It is clear that science teachers are completely missing the point of testing standards. They don’t appear to understand that it isn’t what they find valuable that actually matters:
The Obama administration has urged broadening the subjects tested under the law — possibly including science. But some teachers say they are already burdened by state requirements to teach a wide range of facts — say, the parts of a cell — which prevents them from devoting class time to research projects.
“I have so many state standards I have to teach concept-wise, it takes time away from what I find most valuable, which is to have them inquire about the world,” said Amanda Alonzo, a science teacher at Lynbrook High School in San Jose, Calif.
Alonzo has it all wrong. It is absolutely worthless to anyone but the teacher for high school students to “inquire about the world” at school. Intelligent inquiry requires information and teenagers simply don’t possess enough of it for them to ask anything but stupid and ignorant questions. Although it is to the detriment of the student’s education both students and teachers prefer self-centered “inquiry” to objective standards because the former is subjective and avoids the accountability of the latter. This does not mean that all standards are intrinsically desirable, only that some form of standards testing is the most reliable means that parents have of determining if their children have actually learned anything or not.

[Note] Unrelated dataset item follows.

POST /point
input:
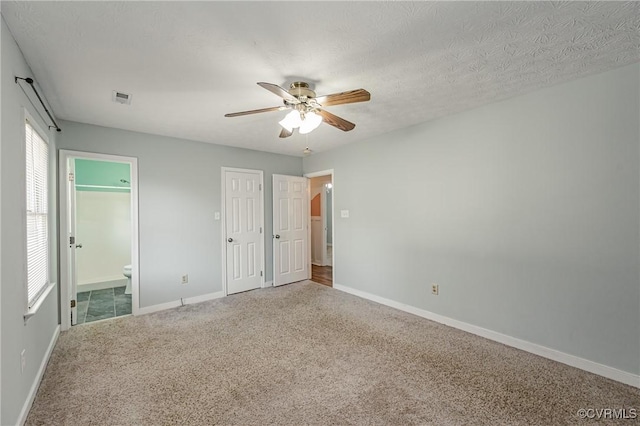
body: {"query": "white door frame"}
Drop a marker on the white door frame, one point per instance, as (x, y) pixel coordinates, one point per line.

The uncomfortable truth that so many teachers are desperate to avoid is this: a properly instructed student should be able to pass the basic standards tests with ease regardless of the particular form his instruction took. If the standards are too difficult, then obviously they should be adjusted. But it makes absolutely no sense to assert that students will learn better if they are a) educated according to the individual whims of their teacher, and b) never tested by an unbiased third party on their knowledge at all.